The Twist of Moslem Wear Style

Three of Indonesian prominent designers ended the second day of Jakarta Fashion Week 2014 by holding a fashion show “Moslem Luxury Designers” on Sunday (10/20/2013). The show reflected innovation in Moslem style. The Moslem collection of Itang Yunasz, Deden Siswanto, and Ronald V. Gaghana received a standing ovation from the audience. It was because of not only the embodied innovation, but also the way the designers balance the luxury aspect with ready-to-wear collection. 
The show was opened by Yunasz’s creation under his label Kamilaa that was inspired by a story of a woman’s journey to Turkey. His design strokes were dominated by loose silhouette. The festive and vibrant Islamic ornamental motifs instantly gave the impression of luxury. A loose-cut caftan was perfectly combined with a multifunctional shawl that could be uniquely used for scarf or turban. Muslim elements appeared in conservative designs and still looked playful in progressive cuttings fit for young people.
Meanwhile, through his collection, Siswanto showed his expertise in processing the weaving of Riau, Indonesia. The aesthetics of color revolved around dark palette with a touch of multilayer, producing luxurious and exotic looks. One of his collections like coats combined with long robes and layered with shawls just delivered a spectacular impression to the audience. Generally, modern women today who wore hijab put on a trench coat when visited winter countries; therefore, Gaghana’s collection offered astonishing alternative winter clothing.

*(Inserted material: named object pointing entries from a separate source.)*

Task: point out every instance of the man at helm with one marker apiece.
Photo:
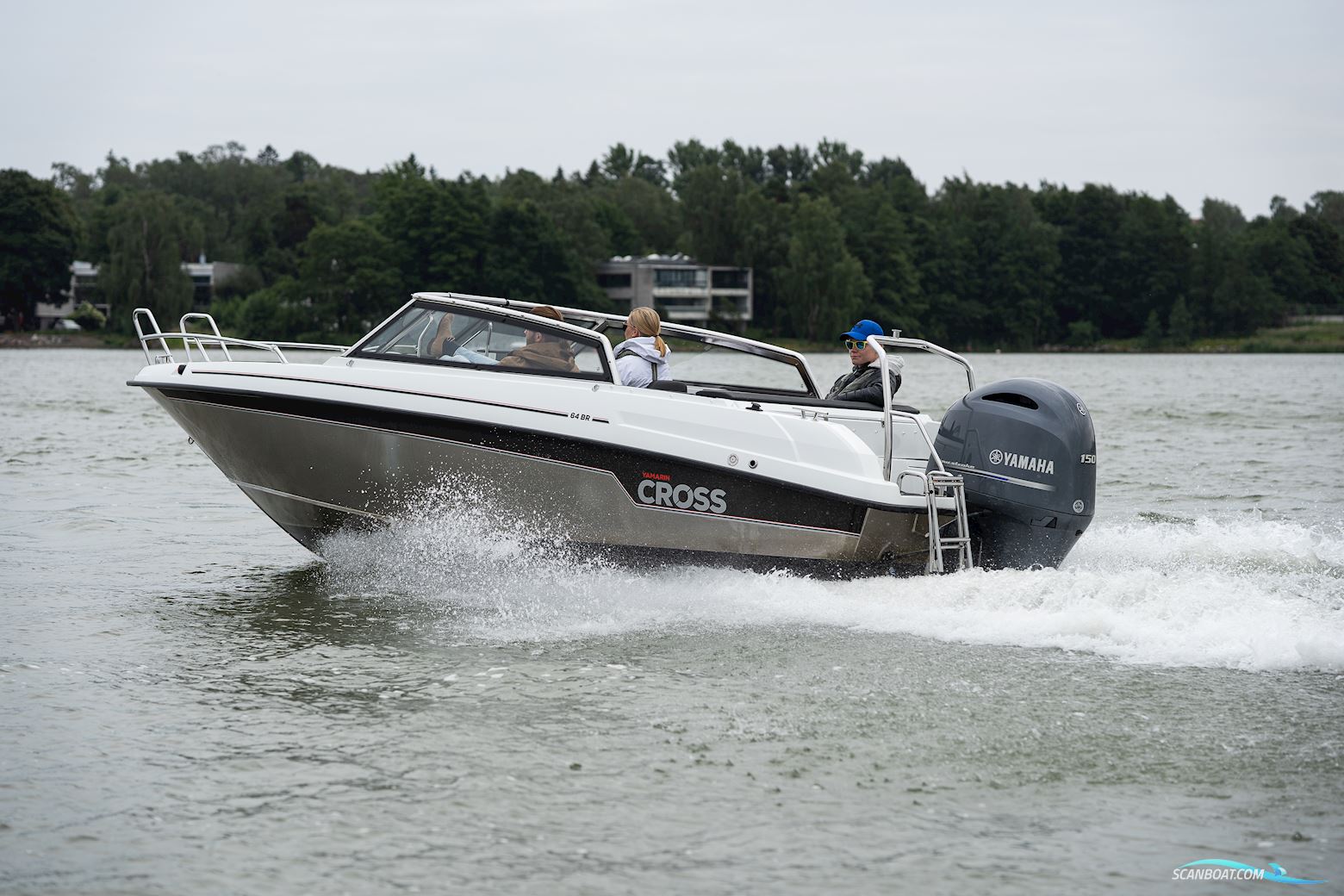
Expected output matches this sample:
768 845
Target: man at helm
863 383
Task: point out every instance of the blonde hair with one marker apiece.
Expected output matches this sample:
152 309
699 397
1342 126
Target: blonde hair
645 322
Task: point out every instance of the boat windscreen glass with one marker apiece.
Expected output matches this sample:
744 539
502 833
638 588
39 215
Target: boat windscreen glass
432 335
712 365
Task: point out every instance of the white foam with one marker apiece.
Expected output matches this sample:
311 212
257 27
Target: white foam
1246 594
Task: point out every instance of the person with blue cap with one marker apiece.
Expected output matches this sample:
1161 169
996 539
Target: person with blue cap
864 382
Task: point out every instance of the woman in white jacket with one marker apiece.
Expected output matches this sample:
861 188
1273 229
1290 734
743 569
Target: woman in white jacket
643 358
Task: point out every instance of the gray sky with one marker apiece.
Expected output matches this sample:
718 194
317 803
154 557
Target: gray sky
1236 101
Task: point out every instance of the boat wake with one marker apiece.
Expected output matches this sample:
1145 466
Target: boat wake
1243 593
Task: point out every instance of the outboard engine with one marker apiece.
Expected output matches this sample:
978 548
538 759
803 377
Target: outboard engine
1027 453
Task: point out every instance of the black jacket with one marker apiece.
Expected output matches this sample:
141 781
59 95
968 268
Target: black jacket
862 384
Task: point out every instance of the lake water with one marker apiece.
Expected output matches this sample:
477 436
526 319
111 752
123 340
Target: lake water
190 701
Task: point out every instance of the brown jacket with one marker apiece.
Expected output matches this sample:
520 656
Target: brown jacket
542 356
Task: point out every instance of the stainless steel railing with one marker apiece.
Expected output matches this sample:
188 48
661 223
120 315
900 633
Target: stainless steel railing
144 317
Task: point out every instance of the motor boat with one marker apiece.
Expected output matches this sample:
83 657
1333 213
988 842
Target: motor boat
737 457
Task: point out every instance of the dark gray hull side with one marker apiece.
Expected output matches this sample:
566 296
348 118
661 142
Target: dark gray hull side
317 476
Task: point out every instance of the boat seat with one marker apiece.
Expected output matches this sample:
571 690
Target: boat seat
775 398
669 386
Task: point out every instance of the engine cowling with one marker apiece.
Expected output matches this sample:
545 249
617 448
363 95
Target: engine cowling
1027 453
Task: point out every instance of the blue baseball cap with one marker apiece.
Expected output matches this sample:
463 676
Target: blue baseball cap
863 329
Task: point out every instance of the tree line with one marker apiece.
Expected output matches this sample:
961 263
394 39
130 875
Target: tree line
830 234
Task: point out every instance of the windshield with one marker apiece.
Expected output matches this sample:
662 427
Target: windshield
429 333
699 363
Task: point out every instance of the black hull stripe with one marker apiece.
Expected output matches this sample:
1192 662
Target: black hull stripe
756 497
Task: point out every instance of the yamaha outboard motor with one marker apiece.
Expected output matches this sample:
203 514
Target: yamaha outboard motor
1027 453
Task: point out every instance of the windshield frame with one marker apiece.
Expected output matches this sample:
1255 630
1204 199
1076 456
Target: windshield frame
600 321
491 312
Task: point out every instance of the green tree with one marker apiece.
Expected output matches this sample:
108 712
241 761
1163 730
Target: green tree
527 258
437 227
347 271
88 316
823 288
146 243
1152 338
1180 327
38 237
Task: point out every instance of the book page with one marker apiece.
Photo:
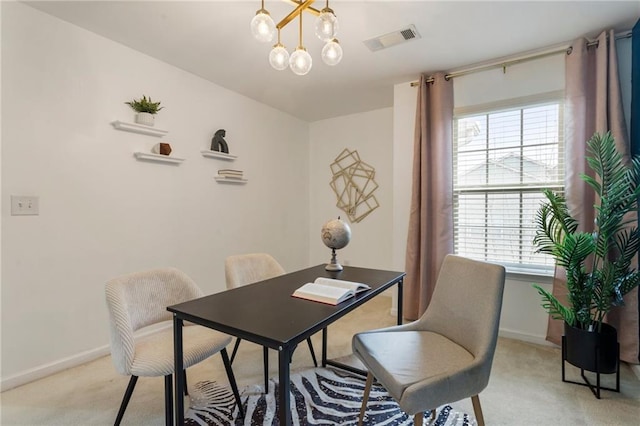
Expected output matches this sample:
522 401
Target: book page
323 293
356 287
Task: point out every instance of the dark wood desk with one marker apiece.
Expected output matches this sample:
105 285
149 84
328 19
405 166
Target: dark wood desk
266 314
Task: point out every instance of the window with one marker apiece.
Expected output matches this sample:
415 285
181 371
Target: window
503 156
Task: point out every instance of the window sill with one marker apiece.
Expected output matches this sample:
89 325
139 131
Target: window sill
529 276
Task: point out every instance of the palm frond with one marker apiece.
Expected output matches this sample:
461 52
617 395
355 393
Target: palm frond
554 307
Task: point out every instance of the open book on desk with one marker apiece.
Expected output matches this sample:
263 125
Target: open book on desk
328 290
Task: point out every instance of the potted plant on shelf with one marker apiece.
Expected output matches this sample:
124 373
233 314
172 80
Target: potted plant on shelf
145 109
598 262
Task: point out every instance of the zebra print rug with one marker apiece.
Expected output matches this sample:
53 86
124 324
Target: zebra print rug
319 396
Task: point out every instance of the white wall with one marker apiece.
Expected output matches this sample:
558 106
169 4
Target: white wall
102 213
371 134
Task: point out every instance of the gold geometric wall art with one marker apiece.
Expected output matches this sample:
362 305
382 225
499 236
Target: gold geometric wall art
354 183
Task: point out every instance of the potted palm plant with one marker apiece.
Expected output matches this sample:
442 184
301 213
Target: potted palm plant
597 261
145 109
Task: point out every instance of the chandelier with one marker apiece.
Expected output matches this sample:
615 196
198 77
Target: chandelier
264 29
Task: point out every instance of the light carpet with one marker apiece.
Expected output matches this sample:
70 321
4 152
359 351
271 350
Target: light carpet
319 396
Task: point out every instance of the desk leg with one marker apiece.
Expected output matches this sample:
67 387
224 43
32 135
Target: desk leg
179 367
324 347
399 307
284 384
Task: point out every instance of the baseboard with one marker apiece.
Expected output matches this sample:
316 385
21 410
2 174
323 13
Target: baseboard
42 371
529 338
52 368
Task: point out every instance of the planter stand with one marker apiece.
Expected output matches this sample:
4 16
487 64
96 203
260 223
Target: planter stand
594 389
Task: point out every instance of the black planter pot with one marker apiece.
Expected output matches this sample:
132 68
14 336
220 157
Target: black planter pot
591 350
598 352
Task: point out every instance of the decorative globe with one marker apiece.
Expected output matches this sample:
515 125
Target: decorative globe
336 234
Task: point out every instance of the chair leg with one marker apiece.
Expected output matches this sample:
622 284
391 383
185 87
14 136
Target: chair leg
125 399
477 410
417 419
365 398
232 380
235 349
168 400
265 361
313 353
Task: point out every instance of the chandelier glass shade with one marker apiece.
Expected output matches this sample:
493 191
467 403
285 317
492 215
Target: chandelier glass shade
300 61
262 26
332 52
326 25
263 29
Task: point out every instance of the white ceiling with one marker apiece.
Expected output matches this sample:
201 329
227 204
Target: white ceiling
212 39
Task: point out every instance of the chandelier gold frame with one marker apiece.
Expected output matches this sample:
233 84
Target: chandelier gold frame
301 6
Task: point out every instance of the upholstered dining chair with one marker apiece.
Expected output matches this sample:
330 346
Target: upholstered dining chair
445 355
244 269
140 299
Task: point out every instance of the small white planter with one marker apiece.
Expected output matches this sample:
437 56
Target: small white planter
144 118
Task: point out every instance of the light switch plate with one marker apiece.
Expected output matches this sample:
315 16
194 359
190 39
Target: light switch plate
22 205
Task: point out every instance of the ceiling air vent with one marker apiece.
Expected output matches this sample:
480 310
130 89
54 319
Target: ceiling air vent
393 38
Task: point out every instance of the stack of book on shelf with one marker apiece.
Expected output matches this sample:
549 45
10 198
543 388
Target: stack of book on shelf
230 174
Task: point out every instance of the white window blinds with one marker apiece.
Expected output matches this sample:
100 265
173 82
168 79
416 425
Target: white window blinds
503 157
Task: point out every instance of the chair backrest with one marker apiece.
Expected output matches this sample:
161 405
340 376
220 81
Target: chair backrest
243 269
466 305
138 300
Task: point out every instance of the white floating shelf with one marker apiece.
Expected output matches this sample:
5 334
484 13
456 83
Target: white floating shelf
144 156
230 180
139 128
217 154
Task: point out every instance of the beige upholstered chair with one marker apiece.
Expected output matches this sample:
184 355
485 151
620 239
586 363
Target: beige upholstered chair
446 355
243 269
139 300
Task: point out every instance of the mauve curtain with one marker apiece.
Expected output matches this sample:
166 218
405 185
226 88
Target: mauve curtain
593 104
430 236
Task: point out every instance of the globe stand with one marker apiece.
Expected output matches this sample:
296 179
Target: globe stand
334 265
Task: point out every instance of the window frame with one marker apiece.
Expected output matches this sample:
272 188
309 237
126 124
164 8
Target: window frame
519 189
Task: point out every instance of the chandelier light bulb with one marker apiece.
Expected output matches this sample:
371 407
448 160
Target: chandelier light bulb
300 61
332 52
279 57
326 25
262 26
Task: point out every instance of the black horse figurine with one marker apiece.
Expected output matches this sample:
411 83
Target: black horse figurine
218 143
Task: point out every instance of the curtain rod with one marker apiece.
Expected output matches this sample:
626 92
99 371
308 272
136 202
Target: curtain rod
506 63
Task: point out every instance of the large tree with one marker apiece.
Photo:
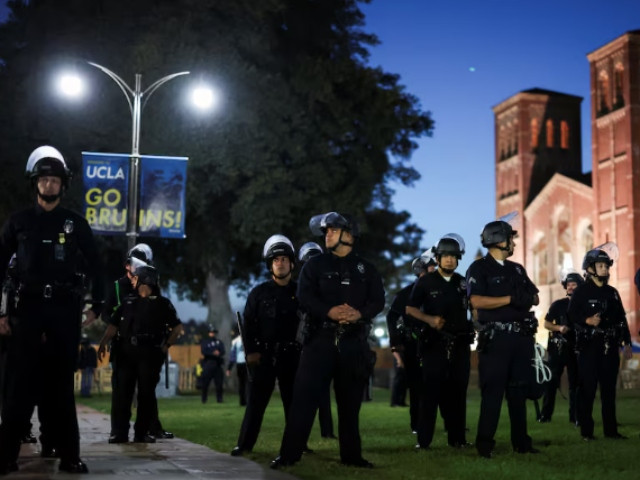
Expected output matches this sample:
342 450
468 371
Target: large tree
305 125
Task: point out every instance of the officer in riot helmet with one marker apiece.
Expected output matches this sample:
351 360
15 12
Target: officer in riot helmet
269 332
439 300
139 254
325 419
148 326
50 242
561 350
404 332
308 250
503 295
600 322
213 351
342 293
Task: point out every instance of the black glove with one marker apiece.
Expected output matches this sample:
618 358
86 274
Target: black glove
522 299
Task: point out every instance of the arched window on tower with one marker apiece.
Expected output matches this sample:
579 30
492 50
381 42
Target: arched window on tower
618 79
535 132
603 93
586 239
564 135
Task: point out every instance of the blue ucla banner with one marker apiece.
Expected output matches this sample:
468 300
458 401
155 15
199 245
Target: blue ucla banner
162 194
163 187
106 187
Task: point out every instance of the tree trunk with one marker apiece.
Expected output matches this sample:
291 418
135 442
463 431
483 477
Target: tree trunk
220 314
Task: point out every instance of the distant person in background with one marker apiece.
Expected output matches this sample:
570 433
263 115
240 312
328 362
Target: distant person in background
307 251
148 327
213 351
237 359
87 364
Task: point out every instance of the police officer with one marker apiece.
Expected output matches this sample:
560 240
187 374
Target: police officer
212 349
601 328
237 359
404 332
561 350
308 250
144 342
503 294
342 293
439 299
49 242
122 288
269 333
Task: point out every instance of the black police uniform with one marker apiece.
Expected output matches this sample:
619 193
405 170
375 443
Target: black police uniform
562 353
122 289
598 352
404 332
212 366
142 330
506 350
269 328
445 355
333 351
49 247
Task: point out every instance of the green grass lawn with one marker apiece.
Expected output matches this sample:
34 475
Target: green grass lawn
388 442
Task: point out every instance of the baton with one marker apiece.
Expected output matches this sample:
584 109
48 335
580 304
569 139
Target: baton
239 317
166 361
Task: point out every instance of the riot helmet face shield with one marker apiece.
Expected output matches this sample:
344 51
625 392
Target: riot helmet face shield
279 256
500 235
145 275
570 281
48 173
337 229
142 252
309 250
449 251
597 261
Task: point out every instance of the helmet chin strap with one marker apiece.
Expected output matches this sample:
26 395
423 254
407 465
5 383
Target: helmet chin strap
49 198
340 242
280 277
603 278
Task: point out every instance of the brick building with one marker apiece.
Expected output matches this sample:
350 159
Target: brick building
563 212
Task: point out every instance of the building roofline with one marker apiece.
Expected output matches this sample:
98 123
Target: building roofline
629 35
554 182
535 93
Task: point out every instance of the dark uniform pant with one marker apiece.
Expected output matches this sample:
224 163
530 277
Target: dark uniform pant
595 367
241 372
281 366
320 362
413 371
558 360
41 361
324 414
505 367
139 365
212 370
445 381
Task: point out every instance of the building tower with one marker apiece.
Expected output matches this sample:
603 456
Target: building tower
537 134
615 145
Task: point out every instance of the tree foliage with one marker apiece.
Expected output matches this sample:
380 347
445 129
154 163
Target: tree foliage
305 124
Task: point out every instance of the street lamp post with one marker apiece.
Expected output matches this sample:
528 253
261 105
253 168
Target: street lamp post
135 99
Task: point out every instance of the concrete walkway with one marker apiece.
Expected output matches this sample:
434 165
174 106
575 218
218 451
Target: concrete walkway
164 460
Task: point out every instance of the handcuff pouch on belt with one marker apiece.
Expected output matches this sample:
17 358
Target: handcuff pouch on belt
559 342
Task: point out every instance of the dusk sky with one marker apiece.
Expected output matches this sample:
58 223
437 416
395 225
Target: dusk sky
460 58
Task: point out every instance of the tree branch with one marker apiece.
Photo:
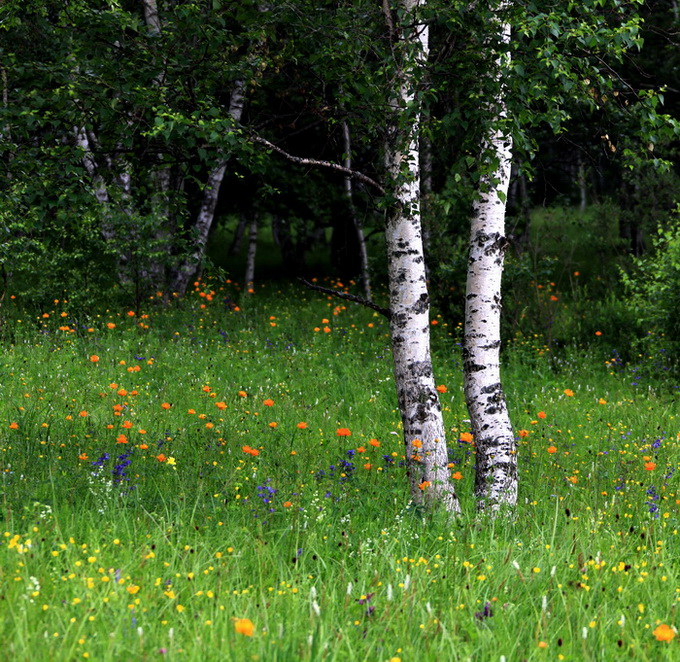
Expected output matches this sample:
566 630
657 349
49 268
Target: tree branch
348 297
319 164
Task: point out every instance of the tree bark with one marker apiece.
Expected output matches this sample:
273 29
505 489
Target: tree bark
496 462
206 213
250 260
424 435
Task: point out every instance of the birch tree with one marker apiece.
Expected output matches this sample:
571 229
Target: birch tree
496 456
424 435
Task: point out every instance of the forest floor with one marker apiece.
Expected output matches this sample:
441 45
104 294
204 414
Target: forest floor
223 481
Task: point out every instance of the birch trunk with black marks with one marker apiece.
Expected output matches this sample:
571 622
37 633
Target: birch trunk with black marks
424 435
250 260
361 237
206 213
496 461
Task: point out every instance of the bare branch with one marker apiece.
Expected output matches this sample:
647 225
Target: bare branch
348 297
319 164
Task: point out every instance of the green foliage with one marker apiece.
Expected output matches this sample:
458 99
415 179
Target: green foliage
54 254
654 287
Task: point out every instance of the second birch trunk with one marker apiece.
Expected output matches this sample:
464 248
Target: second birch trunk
496 462
424 434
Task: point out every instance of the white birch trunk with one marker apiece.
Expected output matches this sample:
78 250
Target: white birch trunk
496 460
361 237
151 17
206 213
424 435
250 259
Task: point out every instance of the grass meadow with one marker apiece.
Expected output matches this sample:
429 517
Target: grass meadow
223 480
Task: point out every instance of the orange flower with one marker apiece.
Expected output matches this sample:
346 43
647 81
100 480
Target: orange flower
664 632
244 626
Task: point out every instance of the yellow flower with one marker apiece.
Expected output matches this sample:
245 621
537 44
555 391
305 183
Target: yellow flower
664 633
244 626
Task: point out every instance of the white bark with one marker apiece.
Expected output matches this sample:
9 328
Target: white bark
153 21
206 213
252 251
496 459
424 435
361 237
91 167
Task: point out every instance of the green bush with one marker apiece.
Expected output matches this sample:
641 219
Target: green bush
653 287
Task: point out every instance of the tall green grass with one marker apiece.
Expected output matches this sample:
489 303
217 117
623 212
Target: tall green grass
221 536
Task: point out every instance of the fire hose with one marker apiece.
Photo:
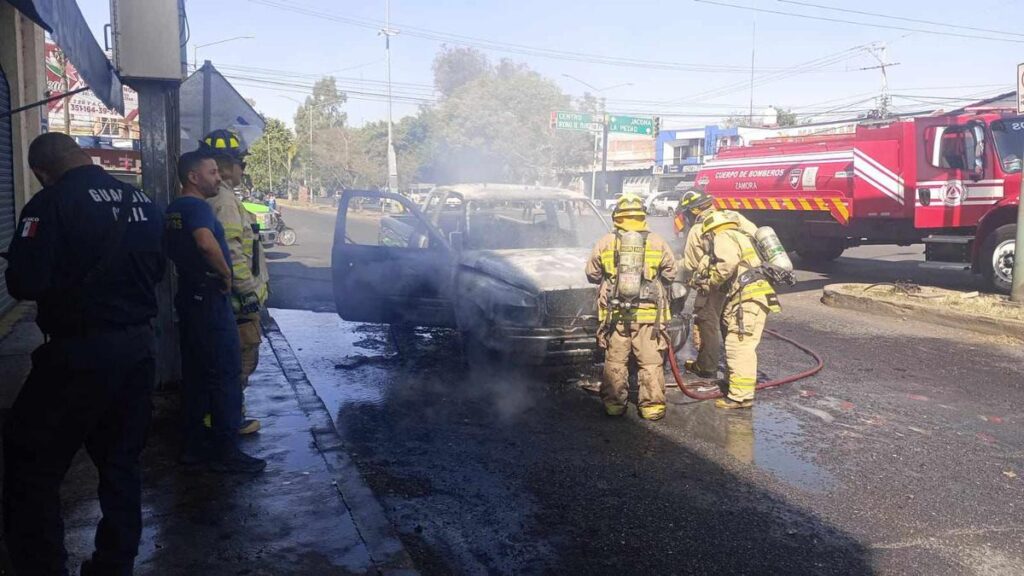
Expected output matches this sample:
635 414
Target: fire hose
819 364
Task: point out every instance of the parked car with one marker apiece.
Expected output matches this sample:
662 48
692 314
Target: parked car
663 203
504 264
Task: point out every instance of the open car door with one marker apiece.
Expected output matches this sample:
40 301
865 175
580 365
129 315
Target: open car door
388 263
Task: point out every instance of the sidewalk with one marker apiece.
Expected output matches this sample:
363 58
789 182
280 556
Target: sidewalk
308 513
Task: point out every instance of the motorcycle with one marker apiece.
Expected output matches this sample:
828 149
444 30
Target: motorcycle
286 235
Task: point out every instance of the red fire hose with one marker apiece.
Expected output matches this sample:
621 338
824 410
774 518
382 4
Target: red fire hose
761 385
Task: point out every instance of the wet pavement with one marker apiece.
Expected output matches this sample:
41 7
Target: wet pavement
309 512
903 456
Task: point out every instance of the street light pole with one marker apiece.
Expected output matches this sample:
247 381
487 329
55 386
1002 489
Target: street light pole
604 131
198 46
392 168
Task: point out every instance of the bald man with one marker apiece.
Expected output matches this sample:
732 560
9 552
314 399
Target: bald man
88 251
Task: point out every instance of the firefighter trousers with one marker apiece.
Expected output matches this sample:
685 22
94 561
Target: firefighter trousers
741 339
709 323
647 345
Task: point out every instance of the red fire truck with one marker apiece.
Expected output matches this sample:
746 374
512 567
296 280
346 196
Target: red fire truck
951 181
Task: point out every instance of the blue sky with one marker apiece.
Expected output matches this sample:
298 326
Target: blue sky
684 32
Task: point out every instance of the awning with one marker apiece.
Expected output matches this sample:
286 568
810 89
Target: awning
227 110
64 21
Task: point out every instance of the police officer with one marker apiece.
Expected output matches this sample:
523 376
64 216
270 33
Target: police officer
636 327
694 207
249 278
210 350
88 251
731 265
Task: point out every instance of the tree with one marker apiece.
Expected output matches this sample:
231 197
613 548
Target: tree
271 159
784 117
455 68
495 128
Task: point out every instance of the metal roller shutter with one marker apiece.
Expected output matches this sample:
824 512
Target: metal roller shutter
7 221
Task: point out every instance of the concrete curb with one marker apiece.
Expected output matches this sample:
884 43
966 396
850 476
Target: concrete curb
307 208
835 295
378 534
11 318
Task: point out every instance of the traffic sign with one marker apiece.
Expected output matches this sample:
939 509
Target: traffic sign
576 121
643 125
1020 88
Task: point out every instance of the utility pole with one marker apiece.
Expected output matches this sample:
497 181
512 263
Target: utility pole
754 47
66 84
1017 278
392 163
604 151
881 53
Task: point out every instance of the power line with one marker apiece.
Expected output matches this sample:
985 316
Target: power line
901 18
508 47
855 23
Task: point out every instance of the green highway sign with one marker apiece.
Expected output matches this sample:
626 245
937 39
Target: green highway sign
643 125
576 121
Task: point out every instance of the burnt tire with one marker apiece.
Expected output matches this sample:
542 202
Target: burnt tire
825 250
997 258
475 353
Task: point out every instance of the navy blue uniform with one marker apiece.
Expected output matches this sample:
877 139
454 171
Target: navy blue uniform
90 382
210 347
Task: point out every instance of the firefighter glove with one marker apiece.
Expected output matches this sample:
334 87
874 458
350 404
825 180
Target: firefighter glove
249 303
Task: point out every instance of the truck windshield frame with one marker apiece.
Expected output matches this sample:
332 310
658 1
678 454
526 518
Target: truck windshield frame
1008 133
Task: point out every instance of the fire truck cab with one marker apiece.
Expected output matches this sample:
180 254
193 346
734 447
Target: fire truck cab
950 181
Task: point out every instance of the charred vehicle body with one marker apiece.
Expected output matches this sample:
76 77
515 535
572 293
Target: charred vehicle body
504 264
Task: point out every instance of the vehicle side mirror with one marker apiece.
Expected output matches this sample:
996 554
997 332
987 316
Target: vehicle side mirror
456 240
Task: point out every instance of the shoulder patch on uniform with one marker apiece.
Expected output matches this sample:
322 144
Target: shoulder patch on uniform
30 227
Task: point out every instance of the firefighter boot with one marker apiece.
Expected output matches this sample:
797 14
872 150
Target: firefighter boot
652 412
614 409
729 404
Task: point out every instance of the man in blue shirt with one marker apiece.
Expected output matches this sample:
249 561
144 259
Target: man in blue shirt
210 352
87 250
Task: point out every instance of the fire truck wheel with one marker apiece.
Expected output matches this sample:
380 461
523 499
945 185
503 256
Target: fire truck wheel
824 250
997 257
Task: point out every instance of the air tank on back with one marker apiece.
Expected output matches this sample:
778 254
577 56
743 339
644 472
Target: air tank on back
771 248
631 260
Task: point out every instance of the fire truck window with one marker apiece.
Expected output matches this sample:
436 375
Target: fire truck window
1009 137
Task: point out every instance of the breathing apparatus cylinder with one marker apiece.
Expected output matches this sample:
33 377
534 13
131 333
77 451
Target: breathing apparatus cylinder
771 248
631 263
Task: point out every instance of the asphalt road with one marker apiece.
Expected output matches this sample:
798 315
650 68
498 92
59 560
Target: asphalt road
903 456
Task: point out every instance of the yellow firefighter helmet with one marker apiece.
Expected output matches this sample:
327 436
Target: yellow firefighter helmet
629 205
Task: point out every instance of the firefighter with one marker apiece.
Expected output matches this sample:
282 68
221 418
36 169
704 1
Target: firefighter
210 357
731 265
694 206
88 251
633 265
249 276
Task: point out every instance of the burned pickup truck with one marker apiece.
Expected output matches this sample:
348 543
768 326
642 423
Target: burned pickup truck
502 263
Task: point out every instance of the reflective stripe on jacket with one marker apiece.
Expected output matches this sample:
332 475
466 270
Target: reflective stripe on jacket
734 253
659 266
239 234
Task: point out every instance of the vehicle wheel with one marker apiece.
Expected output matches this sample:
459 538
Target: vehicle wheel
824 250
475 353
997 257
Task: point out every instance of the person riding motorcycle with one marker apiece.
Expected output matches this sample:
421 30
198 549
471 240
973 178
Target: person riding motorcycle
633 268
694 207
731 266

Gaghana’s collection was another impressive thing. It used three embroidery techniques of Chinese, Morocco, and Turkey. Silk, satin, and chiffon materials processed in subtle pattern that made the whole dress floaty, allowing the models to freely move around on the catwalk. Pastel colors appeared not only in 14 dresses made of lightweight materials, but also in necklaces, sequins, shawls, and veils, that dominated with pink and light blue. Sequins accent that was embellished the collar and veil made the outfits appeared glamorous, without appearing superfluous. As if in order to keep the understated impression of veiled Moslem women, every piece of clothing was loosely made, but still willowy enough. To conclude, Ronald successfully brought up an eye-pleasing feminine final look.